At the age of 21, Schärer left vocational college to become an artist. When he moved to Paris in 1949, where Art Brut was on the rise. The environment was favourable for autodidacts like Schärer. In 1956, back in Switzerland, a busy exhibition schedule won him a degree of success in the art world. This Aarau exhibition – paired with Schärer’s inclusion in Gioni’s Venice show – should elevate Schärer from the largely Swiss phenomenon he remained during his lifetime into the international ranks.
At the Kunsthaus, however, the approach is less encyclopaedic than in Venice. Out of Schärer’s diverse oeuvre, including music and ceramics, curator Madeleine Schuppli has (with very few exceptions) selected only the Madonnas and erotic watercolours. Entering the exhibition, one is faced by a seemingly endless parade of paintings full of iconic Mothers of God – ‘iconic’ in the sense that Schärer, like the Byzantine icon painters, offers variations on a single formula. They are all bust portraits with neckless transitions from head to babushka-like body. Physiognomic details are kept to a minimum. At the level of the solar plexus, many have oval elements recalling vulvas, like interfaces between the sacred and the sexual.

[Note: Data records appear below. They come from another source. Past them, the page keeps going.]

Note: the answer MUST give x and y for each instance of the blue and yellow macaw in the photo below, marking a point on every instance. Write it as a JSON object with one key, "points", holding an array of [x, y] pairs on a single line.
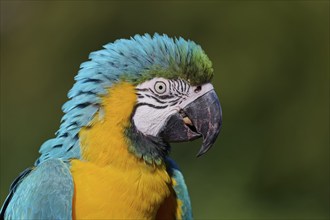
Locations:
{"points": [[109, 159]]}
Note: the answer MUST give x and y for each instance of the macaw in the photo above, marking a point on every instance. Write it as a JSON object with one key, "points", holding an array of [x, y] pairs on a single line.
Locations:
{"points": [[110, 157]]}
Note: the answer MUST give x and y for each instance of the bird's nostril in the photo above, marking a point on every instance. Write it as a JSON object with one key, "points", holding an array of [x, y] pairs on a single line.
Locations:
{"points": [[198, 89]]}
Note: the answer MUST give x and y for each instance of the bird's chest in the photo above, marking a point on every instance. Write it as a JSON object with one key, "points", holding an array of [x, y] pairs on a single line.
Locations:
{"points": [[109, 193]]}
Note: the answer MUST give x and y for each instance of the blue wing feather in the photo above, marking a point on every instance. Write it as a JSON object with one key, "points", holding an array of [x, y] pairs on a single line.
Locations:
{"points": [[180, 189], [45, 192]]}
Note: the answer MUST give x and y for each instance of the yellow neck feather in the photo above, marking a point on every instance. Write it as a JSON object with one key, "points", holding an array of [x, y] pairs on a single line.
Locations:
{"points": [[104, 143], [110, 182]]}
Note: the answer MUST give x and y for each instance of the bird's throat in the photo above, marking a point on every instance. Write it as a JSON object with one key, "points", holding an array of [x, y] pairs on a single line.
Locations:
{"points": [[112, 139]]}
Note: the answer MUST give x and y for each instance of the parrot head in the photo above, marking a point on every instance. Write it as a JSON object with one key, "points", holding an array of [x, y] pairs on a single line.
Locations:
{"points": [[174, 99], [177, 111]]}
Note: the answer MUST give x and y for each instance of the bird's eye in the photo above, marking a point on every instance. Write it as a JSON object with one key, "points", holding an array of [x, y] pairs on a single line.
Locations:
{"points": [[160, 87]]}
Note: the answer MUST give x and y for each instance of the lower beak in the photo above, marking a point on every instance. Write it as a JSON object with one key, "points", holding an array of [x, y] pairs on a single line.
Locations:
{"points": [[200, 118]]}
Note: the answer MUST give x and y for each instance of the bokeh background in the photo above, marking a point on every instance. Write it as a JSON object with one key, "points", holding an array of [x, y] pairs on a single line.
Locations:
{"points": [[271, 62]]}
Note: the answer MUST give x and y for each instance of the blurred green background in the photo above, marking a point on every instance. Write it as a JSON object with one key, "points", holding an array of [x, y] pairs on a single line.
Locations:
{"points": [[271, 61]]}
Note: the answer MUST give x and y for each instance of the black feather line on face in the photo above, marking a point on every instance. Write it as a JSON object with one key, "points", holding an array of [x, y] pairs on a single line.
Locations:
{"points": [[149, 148]]}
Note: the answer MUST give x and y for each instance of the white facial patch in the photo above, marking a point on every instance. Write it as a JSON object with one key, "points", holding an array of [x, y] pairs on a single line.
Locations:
{"points": [[160, 98]]}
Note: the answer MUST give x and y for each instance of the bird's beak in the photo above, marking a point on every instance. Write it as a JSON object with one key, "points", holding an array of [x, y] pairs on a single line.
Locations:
{"points": [[199, 118]]}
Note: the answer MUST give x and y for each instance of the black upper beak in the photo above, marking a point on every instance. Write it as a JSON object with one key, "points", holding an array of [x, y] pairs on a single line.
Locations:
{"points": [[200, 118]]}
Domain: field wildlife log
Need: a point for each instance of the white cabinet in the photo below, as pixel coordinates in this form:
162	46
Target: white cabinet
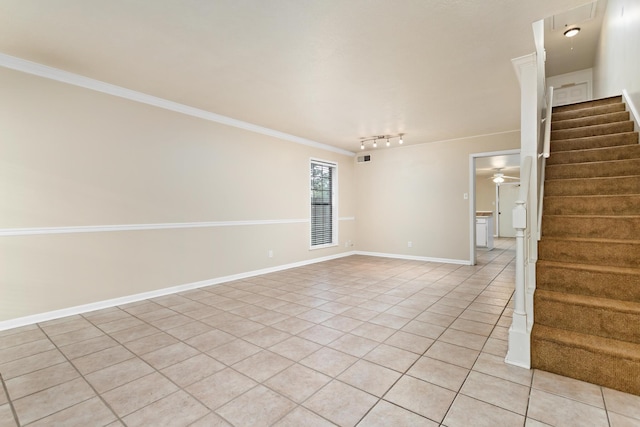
484	231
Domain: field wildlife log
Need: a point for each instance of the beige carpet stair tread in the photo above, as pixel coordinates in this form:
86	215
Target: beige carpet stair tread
591	111
595	169
599	154
590	301
618	227
594	130
594	240
587	298
617	204
595	268
629	184
587	142
590	120
604	281
621	349
588	104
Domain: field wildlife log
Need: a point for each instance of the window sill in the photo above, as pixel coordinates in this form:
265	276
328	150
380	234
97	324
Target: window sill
328	245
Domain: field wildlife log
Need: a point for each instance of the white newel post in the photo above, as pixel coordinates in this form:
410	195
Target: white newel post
519	353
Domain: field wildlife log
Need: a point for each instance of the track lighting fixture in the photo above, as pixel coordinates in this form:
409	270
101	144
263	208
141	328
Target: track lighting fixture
374	140
572	32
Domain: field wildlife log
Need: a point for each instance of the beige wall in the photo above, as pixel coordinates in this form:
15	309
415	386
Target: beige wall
415	193
617	66
75	157
486	197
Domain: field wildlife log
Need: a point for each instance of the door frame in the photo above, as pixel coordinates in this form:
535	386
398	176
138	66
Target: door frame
472	196
498	208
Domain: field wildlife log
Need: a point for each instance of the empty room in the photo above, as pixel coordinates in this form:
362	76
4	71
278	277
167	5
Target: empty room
257	213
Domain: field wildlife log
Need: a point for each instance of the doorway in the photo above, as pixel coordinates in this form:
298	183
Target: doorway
507	194
482	167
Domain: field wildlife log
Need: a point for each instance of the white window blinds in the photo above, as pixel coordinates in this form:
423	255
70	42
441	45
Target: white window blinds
322	203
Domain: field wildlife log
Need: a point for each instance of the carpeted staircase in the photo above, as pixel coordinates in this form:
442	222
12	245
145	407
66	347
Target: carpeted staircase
587	301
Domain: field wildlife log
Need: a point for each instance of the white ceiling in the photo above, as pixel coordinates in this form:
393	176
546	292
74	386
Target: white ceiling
332	71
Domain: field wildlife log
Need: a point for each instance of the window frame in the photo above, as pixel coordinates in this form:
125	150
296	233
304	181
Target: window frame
334	203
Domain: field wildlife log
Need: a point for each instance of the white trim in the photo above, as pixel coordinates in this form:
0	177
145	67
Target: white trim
51	73
80	309
334	204
632	109
472	196
415	258
523	61
138	227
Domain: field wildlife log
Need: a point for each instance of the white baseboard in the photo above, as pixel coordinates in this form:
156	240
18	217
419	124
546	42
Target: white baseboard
416	258
85	308
633	111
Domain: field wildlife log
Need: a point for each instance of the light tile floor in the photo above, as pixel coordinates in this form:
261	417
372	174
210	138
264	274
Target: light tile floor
355	341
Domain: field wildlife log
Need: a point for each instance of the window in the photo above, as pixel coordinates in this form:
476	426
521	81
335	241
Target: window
323	207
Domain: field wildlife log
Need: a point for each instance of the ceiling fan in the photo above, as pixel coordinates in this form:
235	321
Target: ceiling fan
499	177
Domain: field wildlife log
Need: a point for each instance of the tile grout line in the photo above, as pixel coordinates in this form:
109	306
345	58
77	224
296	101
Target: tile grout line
10	402
99	395
381	398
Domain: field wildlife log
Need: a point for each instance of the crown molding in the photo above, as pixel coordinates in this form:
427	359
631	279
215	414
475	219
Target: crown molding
34	68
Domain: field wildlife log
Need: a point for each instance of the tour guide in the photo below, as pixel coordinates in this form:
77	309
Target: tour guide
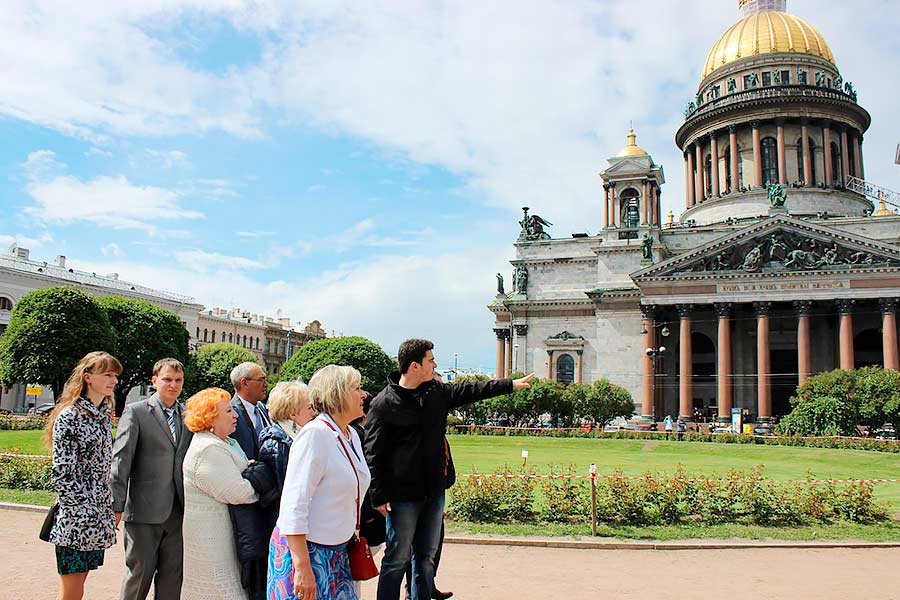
404	447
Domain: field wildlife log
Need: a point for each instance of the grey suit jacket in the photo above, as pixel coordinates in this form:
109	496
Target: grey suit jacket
146	469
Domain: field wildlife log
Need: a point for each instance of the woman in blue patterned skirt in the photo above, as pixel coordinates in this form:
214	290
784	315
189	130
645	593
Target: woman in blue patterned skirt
80	430
326	479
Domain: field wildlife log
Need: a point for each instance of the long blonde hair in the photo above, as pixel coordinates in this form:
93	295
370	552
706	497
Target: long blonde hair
76	386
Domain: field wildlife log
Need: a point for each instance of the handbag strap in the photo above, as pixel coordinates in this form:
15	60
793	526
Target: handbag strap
352	466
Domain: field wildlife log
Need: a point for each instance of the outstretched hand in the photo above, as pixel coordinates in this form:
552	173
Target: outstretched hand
521	384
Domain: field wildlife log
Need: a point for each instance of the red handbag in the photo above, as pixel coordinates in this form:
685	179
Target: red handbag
362	563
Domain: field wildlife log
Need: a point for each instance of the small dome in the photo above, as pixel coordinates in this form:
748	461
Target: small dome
632	149
764	33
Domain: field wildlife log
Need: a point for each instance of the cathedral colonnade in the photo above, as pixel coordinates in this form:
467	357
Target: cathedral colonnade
825	338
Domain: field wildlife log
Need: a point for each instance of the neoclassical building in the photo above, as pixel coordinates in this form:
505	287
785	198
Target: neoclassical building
784	263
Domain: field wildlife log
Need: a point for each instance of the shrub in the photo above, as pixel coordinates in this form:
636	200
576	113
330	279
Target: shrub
23	472
28	422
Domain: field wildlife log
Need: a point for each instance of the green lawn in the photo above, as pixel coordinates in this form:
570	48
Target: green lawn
23	442
635	457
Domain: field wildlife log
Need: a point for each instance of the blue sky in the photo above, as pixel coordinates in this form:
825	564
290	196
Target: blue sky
358	163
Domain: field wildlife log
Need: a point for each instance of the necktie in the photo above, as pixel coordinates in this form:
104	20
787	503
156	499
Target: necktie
170	417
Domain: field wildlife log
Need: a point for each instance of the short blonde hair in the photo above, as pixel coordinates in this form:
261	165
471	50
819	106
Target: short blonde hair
329	386
203	407
286	399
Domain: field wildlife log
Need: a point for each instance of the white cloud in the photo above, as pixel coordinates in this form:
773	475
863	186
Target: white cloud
202	261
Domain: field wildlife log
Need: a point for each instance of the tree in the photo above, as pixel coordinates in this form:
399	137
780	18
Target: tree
365	356
602	402
49	332
212	364
835	402
145	333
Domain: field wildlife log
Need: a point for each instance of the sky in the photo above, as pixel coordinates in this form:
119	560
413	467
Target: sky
359	163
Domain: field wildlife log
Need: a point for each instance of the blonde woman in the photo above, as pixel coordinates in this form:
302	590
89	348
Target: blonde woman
80	431
212	480
327	478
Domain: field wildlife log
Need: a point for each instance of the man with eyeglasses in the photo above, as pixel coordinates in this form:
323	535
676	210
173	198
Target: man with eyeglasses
250	385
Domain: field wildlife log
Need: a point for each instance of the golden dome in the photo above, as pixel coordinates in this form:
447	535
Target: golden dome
632	149
763	33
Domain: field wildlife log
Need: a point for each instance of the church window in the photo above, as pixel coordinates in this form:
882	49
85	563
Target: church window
812	162
565	369
835	163
770	160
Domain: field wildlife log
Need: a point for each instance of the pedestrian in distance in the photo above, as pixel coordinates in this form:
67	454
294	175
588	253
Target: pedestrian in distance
212	481
250	385
327	478
148	486
405	431
80	432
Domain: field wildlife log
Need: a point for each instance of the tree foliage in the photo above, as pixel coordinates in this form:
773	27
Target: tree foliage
212	364
835	402
145	333
364	355
49	332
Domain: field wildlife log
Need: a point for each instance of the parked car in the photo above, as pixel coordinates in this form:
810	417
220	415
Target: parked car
41	409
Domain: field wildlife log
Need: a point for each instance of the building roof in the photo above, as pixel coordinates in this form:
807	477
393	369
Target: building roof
763	33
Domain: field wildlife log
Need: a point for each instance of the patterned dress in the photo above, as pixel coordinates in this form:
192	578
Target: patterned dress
82	456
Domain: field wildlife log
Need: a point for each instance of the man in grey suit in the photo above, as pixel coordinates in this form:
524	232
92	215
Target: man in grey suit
147	485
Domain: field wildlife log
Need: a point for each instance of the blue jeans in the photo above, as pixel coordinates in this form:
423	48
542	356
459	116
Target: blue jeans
411	526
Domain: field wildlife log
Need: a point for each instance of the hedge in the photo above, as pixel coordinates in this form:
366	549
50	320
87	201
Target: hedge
17	422
839	443
743	498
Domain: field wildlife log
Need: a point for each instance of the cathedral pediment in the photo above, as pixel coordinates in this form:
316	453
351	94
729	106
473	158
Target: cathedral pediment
780	244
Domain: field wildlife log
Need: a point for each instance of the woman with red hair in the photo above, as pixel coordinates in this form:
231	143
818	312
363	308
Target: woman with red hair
212	480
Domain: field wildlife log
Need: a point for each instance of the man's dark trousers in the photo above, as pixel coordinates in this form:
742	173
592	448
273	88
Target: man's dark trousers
412	526
154	550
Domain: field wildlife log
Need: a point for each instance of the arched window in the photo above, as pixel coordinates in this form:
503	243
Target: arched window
836	164
770	160
728	170
630	213
707	167
565	369
812	162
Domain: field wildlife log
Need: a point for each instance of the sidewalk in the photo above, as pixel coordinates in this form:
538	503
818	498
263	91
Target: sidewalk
28	572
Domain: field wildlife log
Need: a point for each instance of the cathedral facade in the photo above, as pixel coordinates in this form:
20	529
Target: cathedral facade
784	263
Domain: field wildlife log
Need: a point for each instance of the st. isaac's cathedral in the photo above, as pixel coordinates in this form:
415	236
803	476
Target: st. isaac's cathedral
784	263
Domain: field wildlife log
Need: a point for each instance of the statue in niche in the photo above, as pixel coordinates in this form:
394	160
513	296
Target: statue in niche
520	279
753	260
647	247
533	227
777	195
777	249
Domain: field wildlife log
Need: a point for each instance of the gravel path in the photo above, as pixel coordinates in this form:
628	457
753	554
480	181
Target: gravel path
28	572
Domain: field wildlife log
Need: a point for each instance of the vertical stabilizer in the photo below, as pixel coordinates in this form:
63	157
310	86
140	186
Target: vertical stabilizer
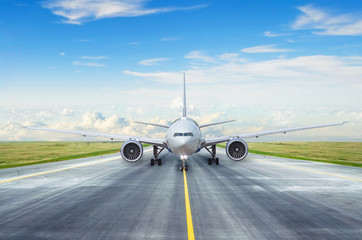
184	102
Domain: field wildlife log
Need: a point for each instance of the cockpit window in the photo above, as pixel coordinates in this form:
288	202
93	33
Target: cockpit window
190	134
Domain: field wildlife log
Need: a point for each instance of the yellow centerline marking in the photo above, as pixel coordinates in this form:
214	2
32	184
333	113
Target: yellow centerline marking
190	227
310	170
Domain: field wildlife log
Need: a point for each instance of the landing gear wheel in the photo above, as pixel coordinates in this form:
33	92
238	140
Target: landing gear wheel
212	151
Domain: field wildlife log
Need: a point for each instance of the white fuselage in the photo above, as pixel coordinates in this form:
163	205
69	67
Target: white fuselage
184	137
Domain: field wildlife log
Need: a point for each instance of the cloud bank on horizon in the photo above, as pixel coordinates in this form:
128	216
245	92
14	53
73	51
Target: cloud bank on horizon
98	65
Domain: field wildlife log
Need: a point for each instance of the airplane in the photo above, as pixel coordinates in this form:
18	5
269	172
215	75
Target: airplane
184	138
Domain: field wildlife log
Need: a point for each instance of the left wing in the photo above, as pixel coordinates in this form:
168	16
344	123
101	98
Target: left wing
153	141
212	141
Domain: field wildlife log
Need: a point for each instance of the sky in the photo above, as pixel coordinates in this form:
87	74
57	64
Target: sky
101	65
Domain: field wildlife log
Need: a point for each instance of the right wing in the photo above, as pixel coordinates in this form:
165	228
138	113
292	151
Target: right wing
153	141
154	124
215	140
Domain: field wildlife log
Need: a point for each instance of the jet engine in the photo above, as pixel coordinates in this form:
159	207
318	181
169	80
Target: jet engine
131	151
237	149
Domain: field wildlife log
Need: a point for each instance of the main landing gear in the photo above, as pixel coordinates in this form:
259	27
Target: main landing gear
212	151
156	152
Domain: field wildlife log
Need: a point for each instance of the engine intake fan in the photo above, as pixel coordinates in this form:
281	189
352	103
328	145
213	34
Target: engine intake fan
237	149
131	151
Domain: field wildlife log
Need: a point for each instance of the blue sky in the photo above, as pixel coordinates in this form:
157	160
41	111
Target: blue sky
99	65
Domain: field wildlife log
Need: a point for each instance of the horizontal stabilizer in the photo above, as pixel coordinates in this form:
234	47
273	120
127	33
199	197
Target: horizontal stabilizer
154	124
211	124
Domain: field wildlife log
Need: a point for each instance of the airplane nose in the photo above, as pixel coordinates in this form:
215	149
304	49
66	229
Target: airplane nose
184	147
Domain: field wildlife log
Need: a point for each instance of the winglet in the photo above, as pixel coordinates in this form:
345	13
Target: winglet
184	102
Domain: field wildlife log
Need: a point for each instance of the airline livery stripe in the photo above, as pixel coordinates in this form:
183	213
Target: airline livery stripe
310	170
58	170
190	227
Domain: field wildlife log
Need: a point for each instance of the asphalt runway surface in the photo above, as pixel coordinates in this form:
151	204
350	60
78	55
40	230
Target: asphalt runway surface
107	198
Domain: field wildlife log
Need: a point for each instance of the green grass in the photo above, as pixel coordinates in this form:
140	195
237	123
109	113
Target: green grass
15	154
344	153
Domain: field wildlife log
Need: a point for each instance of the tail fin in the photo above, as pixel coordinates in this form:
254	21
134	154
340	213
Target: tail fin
184	108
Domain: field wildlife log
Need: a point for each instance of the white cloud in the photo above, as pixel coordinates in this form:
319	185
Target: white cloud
317	69
272	34
67	112
88	64
134	43
198	55
265	49
94	57
327	24
153	61
172	38
80	11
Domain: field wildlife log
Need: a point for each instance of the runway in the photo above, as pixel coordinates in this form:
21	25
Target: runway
107	198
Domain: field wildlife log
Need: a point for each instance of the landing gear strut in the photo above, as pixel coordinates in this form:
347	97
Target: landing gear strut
156	152
184	165
212	151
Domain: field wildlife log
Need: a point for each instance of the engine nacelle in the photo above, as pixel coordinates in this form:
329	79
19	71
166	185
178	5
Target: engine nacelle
237	149
132	151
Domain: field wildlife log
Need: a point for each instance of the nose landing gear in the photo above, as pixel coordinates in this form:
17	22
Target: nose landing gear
212	151
184	163
156	152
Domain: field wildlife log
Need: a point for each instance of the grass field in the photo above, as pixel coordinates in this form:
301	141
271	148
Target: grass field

The Kunsthaus show reveals how blurred the lines are between outsider art usually described as ‘manic’ or ‘obsessive’ and venerable church art or even serialism. It also reveals the difference between Schärer’s originals and their reproductions. Online and in catalogues, one might take Schärer for a bizarre Pop artist: brash, bright, flat. In the museum, on the other hand, the details obscured by reproductions are dominated by an Art Brut quality – paintings with shells or small stones attached, for example (Madonna mit Muscheln, Madonna with shells, 1974) or a ‘gold’ background evoked using cheap metal strips, which seem more in keeping with our profane times (Madonna, 1982).
In the erotic watercolours, this rawness lies more in the motifs. Tongues dart towards genitals and breasts, bottoms stretch cheekily upwards, priests shag buxom dames, and naked young women ride a sledge (Schlittenfahrt, Sleigh ride, 1971). All politically incorrect, of course, the works recall a fundamental diagnosis by the German band Deichkind: ‘Liposuctors, asparagus cutters, professors / all dream of public nudity in rock star poses.’ In a permissible fit of kitchen sink psychology, one might explain the current fashion for outsider art as the indirect wish fulfilment of a culture of prudish conformists: Oh, to pursue one’s own obsessions so brazenly, to portray one’s own dirty fantasies in such unveiled form as Schärer did!